The online Catholic journal One Peter Five recently ran a 1966 essay by Catholic writer Ida Friederike Görres (1901-1971), translated and with an introduction by Jennifer S. Bryson.
When does a person have a capacity for liturgy? Görres asked: a question at least as relevant today as it was 60 years ago.
She responded, in part:
- When he considers the worship of God to be an essential, necessary, irreplaceable, and central component of his faith and his religious existence: at least as important as serving others.
- When he regards the worship of God not strictly as a private need but rather as a duty of the fellowship of believers; so, not out of mere conviction and interiority, rather translatable into words, gestures, and symbols.
- When he has a religious relationship to holy Scripture as a relationship to the word of God and to the accumulated interpretations and explanations of Scripture over the course of the life of the Church, as a spiritual treasure that he measures in relation to the whole and wants to nourish from the whole.
A person does not have a capacity for liturgy, Görres continued:
- When he regards the worship of God as a relic of religious history that has been overcome, at best as a peripheral ornament of the true life of faith, which consists solely and essentially in serving others.
- When he himself practices the worship of God only occasionally, at his own discretion, according to his subjective mood and motive at the time, and he advocates this freedom for all other people as well.
- When it seems impossible and basically unacceptable for him to join with others except with small groups of people who are completely like-minded and have a similar temperament.
The belief that the true life of faith consists “solely and essentially in serving others” may be fine — I wouldn’t know — for those who are naturally drawn to and skilled at serving others.
But I, for one, need the whole one, holy, catholic and apostolic Church to work up the desire to serve anybody. I’m too incompetent, and way too selfish, to serve in any way without a massive amount of interior work and supernatural help.
Moreover, any service I might otherwise perform tends to be so overlain with the desire to be noticed, thanked, and affirmed — and for the service to be in some way reciprocated — that my motives tend to be highly suspect.
The good news is that, as Christ said, “Healthy people don’t need a doctor — sick people do.” Another cheering thought: “I came not to call not the righteous, but sinners. “
To have a capacity for liturgy is to acknowledge that I’m as mediocre, flawed, fallen, hypocritical, inconsistent, lukewarm, and capable of evil as the worst member of the Mystical Body.
But it’s also to acknowledge that I desire to follow in the footsteps of the “best” members of the Mystical Body: the martyrs and saints; the vast army of unheralded faithful who through the ages have laid down their lives in love for their friends.

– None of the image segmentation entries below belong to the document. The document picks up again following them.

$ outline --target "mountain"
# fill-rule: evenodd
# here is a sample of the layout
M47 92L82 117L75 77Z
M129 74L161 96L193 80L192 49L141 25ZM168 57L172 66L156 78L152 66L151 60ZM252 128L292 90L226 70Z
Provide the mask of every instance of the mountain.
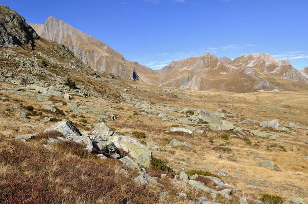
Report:
M308 87L308 78L289 62L278 61L268 54L244 55L228 61L206 53L172 62L156 72L161 86L191 90L251 92Z
M227 64L231 61L231 59L229 59L228 57L225 56L223 56L222 57L219 57L219 60L224 63L224 64Z
M38 38L23 17L0 5L0 47L29 45L33 48L34 40Z
M152 70L137 62L127 60L106 44L54 17L44 25L29 23L42 37L64 45L83 63L97 71L112 73L124 79L141 80L157 85Z

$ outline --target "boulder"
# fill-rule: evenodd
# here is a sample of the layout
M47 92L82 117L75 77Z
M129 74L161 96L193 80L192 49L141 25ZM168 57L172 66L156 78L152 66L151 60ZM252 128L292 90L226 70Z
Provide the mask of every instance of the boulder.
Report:
M185 172L180 173L180 179L183 181L188 182L189 180L188 176Z
M44 96L54 96L60 98L62 97L62 93L59 91L56 91L51 90L49 90L47 91L44 92L42 94L42 95Z
M258 136L259 137L262 137L264 138L268 137L271 136L271 133L259 131L259 130L251 130L251 132L254 134L254 135Z
M260 124L260 126L263 128L270 127L276 129L279 126L279 121L277 119L273 120L262 121Z
M46 129L44 132L56 130L62 133L67 140L82 143L86 146L86 149L89 152L93 150L92 141L88 136L83 136L80 131L69 121L64 119Z
M119 159L123 165L129 167L132 169L138 169L139 170L141 170L140 167L137 165L134 161L132 160L130 158L126 156L125 157Z
M265 160L263 161L259 161L258 162L257 162L256 165L265 167L271 170L274 170L274 169L275 168L274 162L269 160Z
M186 142L186 141L180 141L179 140L175 138L172 139L169 145L172 147L186 146L189 147L189 148L192 148L192 146L191 146L189 143Z
M25 139L27 140L29 139L32 138L34 135L31 134L27 134L27 135L16 135L15 136L15 139Z
M51 111L51 112L55 112L56 111L55 108L52 107L50 106L48 106L48 105L43 105L43 106L42 106L41 108L42 109L44 109L46 111Z
M68 104L71 112L74 113L86 113L87 112L84 110L79 108L79 105L75 103Z

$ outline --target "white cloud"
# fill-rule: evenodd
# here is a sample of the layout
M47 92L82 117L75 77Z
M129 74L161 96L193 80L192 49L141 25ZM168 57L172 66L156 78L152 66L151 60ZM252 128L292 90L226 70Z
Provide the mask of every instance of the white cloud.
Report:
M276 54L273 57L278 60L294 60L305 59L308 58L308 52L304 51L298 51L288 52L283 54Z

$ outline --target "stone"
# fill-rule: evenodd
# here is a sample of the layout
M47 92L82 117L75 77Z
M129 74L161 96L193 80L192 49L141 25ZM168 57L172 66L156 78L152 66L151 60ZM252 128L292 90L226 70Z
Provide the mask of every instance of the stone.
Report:
M88 151L91 152L93 150L92 141L90 138L88 136L82 135L79 130L69 121L64 119L47 128L44 132L53 130L56 130L62 133L67 140L72 139L75 142L85 144L86 146L86 149Z
M226 172L219 172L218 173L218 175L220 176L224 176L224 177L226 177L226 176L228 176L229 175L228 175L227 173L226 173Z
M195 174L192 176L189 176L190 180L196 180L199 177L198 174Z
M67 94L67 93L65 93L64 94L64 99L65 100L71 100L71 97L69 95L69 94Z
M130 158L126 156L125 157L119 159L123 165L129 167L132 169L138 169L141 170L141 169L134 161L132 160Z
M193 131L190 129L186 128L186 127L172 127L170 128L170 131L171 132L184 132L190 134L193 133Z
M120 153L113 142L110 141L93 141L92 144L93 149L99 152L103 152L106 154Z
M60 141L58 140L57 139L53 139L52 138L48 138L48 139L47 139L47 143L58 143L60 142Z
M177 193L176 194L176 196L179 197L180 198L183 198L185 199L186 199L187 198L187 195L183 193Z
M140 109L138 111L138 112L145 112L147 114L159 114L161 112L160 111L158 111L156 109L152 109L150 108L144 108L144 109Z
M257 162L257 165L265 167L271 170L274 170L275 165L273 161L265 160Z
M189 180L188 178L188 176L185 172L181 172L180 173L180 179L181 180L183 181L188 182Z
M271 136L271 133L270 133L259 131L259 130L251 130L251 132L255 136L258 136L259 137L262 137L264 138L267 138Z
M27 139L29 139L34 137L34 134L27 134L27 135L16 135L15 136L15 139L25 139L27 140Z
M225 199L229 199L231 198L229 195L232 192L232 189L224 189L221 191L216 191L205 186L204 183L200 181L197 181L195 180L190 180L188 181L188 183L190 186L196 189L201 190L204 192L209 193L214 193L215 194L219 194Z
M240 204L249 204L245 198L240 198Z
M54 96L60 98L62 97L62 93L51 90L49 90L47 91L44 92L42 95L44 96Z
M52 107L50 106L48 106L48 105L43 105L43 106L42 106L41 108L42 109L44 109L46 111L51 111L51 112L55 112L56 111L55 108Z
M189 143L186 142L186 141L180 141L179 140L175 138L172 139L169 145L172 147L185 146L189 147L189 148L192 148L192 146L191 146Z
M300 197L287 198L286 200L291 201L294 204L304 204L305 203L305 200Z
M260 124L260 126L262 128L270 127L276 129L279 126L279 121L277 119L273 120L263 121Z
M79 105L75 103L71 103L68 104L71 112L74 113L86 113L87 112L81 108L79 108Z
M152 160L152 152L138 139L119 135L104 123L97 125L92 133L107 137L117 148L128 152L137 163L145 167L149 167L150 161Z
M97 155L97 157L98 157L98 158L100 158L100 159L107 159L107 157L106 157L106 156L105 156L105 155L104 155L104 154L98 154L98 155Z

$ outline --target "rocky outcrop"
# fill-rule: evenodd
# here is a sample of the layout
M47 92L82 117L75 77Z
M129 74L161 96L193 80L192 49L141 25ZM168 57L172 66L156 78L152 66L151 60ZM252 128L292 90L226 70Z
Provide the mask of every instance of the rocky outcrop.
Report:
M0 47L29 44L39 37L25 18L7 6L0 5Z
M127 60L104 43L70 26L63 21L49 17L44 25L29 23L38 35L64 45L75 56L93 70L105 72L124 79L141 80L157 85L157 74L137 62Z

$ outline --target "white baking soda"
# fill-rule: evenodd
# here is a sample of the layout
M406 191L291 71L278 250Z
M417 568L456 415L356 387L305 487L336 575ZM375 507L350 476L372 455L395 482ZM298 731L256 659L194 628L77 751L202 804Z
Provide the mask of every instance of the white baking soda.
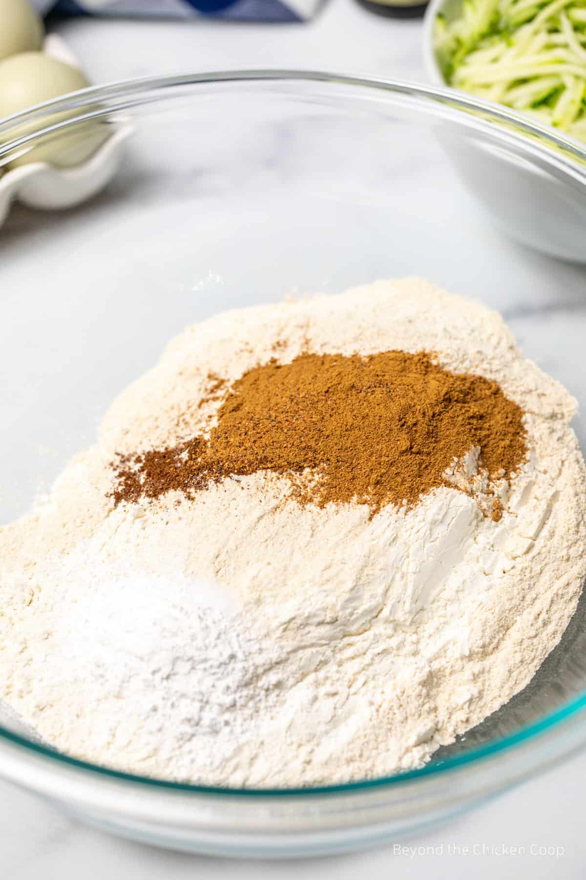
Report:
M494 379L527 414L498 522L447 485L372 519L302 507L265 473L113 507L116 452L213 424L210 376L393 348ZM63 752L164 779L299 786L421 766L527 684L575 608L575 408L498 315L416 279L190 327L49 498L0 531L0 697ZM466 479L477 463L471 450Z

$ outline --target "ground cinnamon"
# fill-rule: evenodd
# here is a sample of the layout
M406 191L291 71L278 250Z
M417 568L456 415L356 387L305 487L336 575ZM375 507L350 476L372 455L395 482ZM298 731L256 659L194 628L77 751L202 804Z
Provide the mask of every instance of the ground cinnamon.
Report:
M209 436L118 461L114 502L270 471L291 480L300 503L354 501L375 514L443 485L473 446L492 477L508 479L526 454L523 411L500 386L425 353L273 359L225 394Z

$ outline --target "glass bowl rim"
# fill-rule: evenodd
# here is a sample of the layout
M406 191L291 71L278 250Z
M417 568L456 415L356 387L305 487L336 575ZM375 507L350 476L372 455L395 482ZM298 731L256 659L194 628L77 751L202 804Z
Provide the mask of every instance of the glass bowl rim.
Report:
M517 113L497 104L481 100L468 96L456 90L445 87L427 86L412 83L408 80L373 78L364 76L337 74L326 71L303 70L219 70L207 73L192 73L177 76L158 77L140 77L112 83L108 85L91 86L71 92L61 98L54 99L36 105L34 107L0 120L0 166L10 161L7 158L15 149L33 143L47 135L54 134L70 126L75 126L92 119L108 116L113 112L124 112L132 106L152 103L172 97L171 90L180 91L190 85L206 84L282 84L285 82L300 82L310 84L328 84L345 85L349 87L376 89L387 92L389 96L414 96L427 101L430 108L449 106L455 111L454 116L460 117L462 121L470 121L467 112L474 114L480 112L481 117L475 119L477 127L487 130L487 123L499 123L506 128L497 128L498 135L503 137L512 137L517 145L532 148L541 156L545 156L552 164L562 164L566 170L571 170L579 180L586 184L586 146L571 137L559 135L554 128L533 121L530 117ZM304 93L300 92L300 98ZM97 106L96 102L98 102ZM77 111L71 115L72 111ZM68 113L67 119L51 124L43 125L43 119L56 113ZM39 128L28 134L18 135L18 130L27 123L39 123ZM513 128L513 132L509 130ZM490 128L488 130L495 131ZM16 136L11 136L11 133ZM526 135L537 136L539 141L536 144L528 141ZM561 155L560 153L561 150ZM577 160L577 161L576 161ZM220 786L196 785L187 782L176 782L169 780L141 776L140 774L125 773L111 769L98 764L92 764L77 758L64 754L49 746L35 743L25 736L14 733L0 724L0 747L2 741L11 743L33 752L37 756L56 761L71 768L88 771L98 776L119 780L128 783L148 786L158 789L172 789L181 792L191 792L199 795L221 795L241 798L250 797L307 797L311 795L329 795L340 793L358 793L368 789L384 788L386 787L401 785L404 782L416 781L438 775L445 776L445 773L459 767L475 764L478 760L508 751L515 746L529 744L547 730L559 729L564 722L575 718L581 711L586 709L586 690L577 697L568 700L565 704L544 715L532 723L522 727L515 733L509 734L500 739L487 743L484 745L471 749L462 754L447 758L437 764L430 763L417 770L409 770L394 774L389 776L373 779L359 780L337 785L311 786L305 788L231 788Z

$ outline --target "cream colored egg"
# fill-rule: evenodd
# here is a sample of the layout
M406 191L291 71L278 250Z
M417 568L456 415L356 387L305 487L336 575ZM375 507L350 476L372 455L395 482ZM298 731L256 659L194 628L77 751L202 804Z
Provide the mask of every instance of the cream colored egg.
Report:
M0 0L0 60L18 52L40 49L40 18L26 0Z
M0 0L2 2L2 0ZM35 104L76 92L90 84L77 68L51 58L42 52L23 52L0 62L0 118L11 116ZM53 114L3 133L4 142L33 133L40 128L70 118L78 110ZM10 134L10 136L9 136ZM8 164L9 168L31 162L48 162L61 167L78 165L88 158L108 136L99 121L76 126L46 137L34 146L25 145Z

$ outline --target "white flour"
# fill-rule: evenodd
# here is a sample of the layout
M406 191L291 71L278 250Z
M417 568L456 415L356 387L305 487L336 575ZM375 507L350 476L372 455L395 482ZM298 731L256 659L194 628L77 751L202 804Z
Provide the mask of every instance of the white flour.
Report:
M210 371L232 380L306 345L425 349L498 381L531 447L502 519L447 487L372 520L302 508L262 473L112 510L114 451L200 432L220 405L198 407ZM0 697L64 752L169 779L307 785L420 766L529 681L575 608L574 410L496 314L417 280L191 327L50 498L0 530Z

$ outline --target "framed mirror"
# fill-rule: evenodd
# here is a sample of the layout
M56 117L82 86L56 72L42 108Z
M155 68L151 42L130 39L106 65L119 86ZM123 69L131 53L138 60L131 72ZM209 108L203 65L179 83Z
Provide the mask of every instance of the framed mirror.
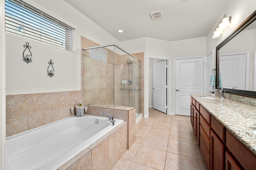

I want to pass that desire on to others — which brings me to another reason I need the liturgy of the Church. When I come across someone who is also hungry, searching, and soul-sick, and who also desperately wants to order his or her life to the highest possible plane, I need something way more solid than my own self-styled “spiritual” frolic.
Don’t look to me, or to any human being or institution, no matter how well-intentioned.
Look to Christ, and to the Church he built upon Peter, against which the gates of hell will not prevail. The gates of hell would and have prevailed against me, lay movements, and even religious orders in five seconds flat: against the Church itself — the Mystical Body with Christ at its head — never.
I keep thinking of a trip I recently took to Detroit. I stayed with dear, generous friends. I saw some of the city’s art, parks, gardens, and neighborhoods.
But the center of my visit was a walk I took one sweltering weekday to an inner-city church that was a couple of miles away. The streets were deserted, the houses were abandoned, there was no store even to buy a bottle of water. I’d hoped to attend a noon Mass, but when I arrived the doors of the crumbling church were locked.
None of that mattered.
What mattered was my desire to be near the tabernacle. What mattered was that I was able to touch the door of the church, to genuflect, to whisper, Thank you, Lord, please keep me safe, please help me to be cheerful and kind.
Somewhere in the world, that very moment, a priest in direct apostolic succession from Christ was saying, “On the night he was betrayed and entered willingly into his Passion”; somewhere in the world the consecrated Host was being elevated; somewhere in the world a priest was saying, “Thank you for counting us worthy to stand in your presence and minister to you.”
The worshippers at those Masses were there for me. I had walked through the heat for them. We were all there, by extension, for the whole world.
If I have a capacity for liturgy, Görres’ piece reminds me, it emerged from no virtue of my own. The fact is: Who but the Church would have me?